SDEA has long recommended that employers steer clear of rounding practices when it comes to timekeeping. While rounding practices have mostly been permissible in California when administered correctly, rounding can lend itself to employees being shorted on their wages and not taking the full mandated 30-minute meal period.
According to a recent ruling in California’s Supreme Court, employers are now prohibited from rounding timeclock punches on their employee’s meal periods. “To avoid liability, an employer must provide its employees with full and timely meal periods whenever those meal periods are required,” the California Supreme Court said, noting that “even a minor infringement of the meal period triggers the premium pay obligation”.
California has strict requirements on the timing and length of meal breaks. When it comes to determining the 30-minute duty-free meal period, every minute counts. Employers are required to offer an unpaid, duty-free meal period for every five hours of work. If the employee’s work period does not exceed six hours, the employee and the employer may mutually agree to waive the meal period. The meal period must begin before the end of the fifth hour of work.
Employers who do not provide a full meal period, including if the meal period is less than 30 minutes or if the meal period is not provided at all, must pay a “premium” of one hour of pay at the employee’s regular rate. The Supreme Court explained that the rules are “concerned with small amounts of time” and thus “[s]mall rounding errors can amount to a significant infringement on an employee’s right to a 30-minute meal period.” Accordingly, “[a] premium pay scheme that discourages employers from infringing on meal periods by even a few minutes cannot be reconciled with a policy that counts those minutes as negligible rounding errors.”

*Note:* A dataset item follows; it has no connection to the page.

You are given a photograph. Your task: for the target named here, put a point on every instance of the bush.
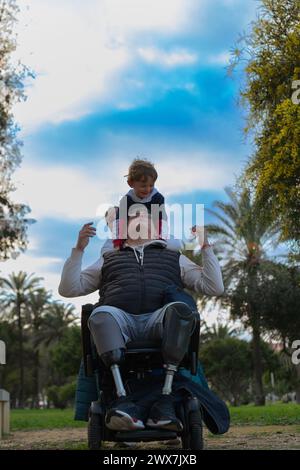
(62, 396)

While this ruling implies that it only applies to the meal period, rounding practices are a targeted area in California wage and hour claims. Employers are encouraged to re-visit their timekeeping practices and at minimum, make sure that your non-exempt employees are getting at least a 30-minute uninterrupted meal period. Rounding methods made sense when employers were tracking time worked with physical timecards, but with modern technology the practice has less viable reasoning, and is therefore ripe for litigation.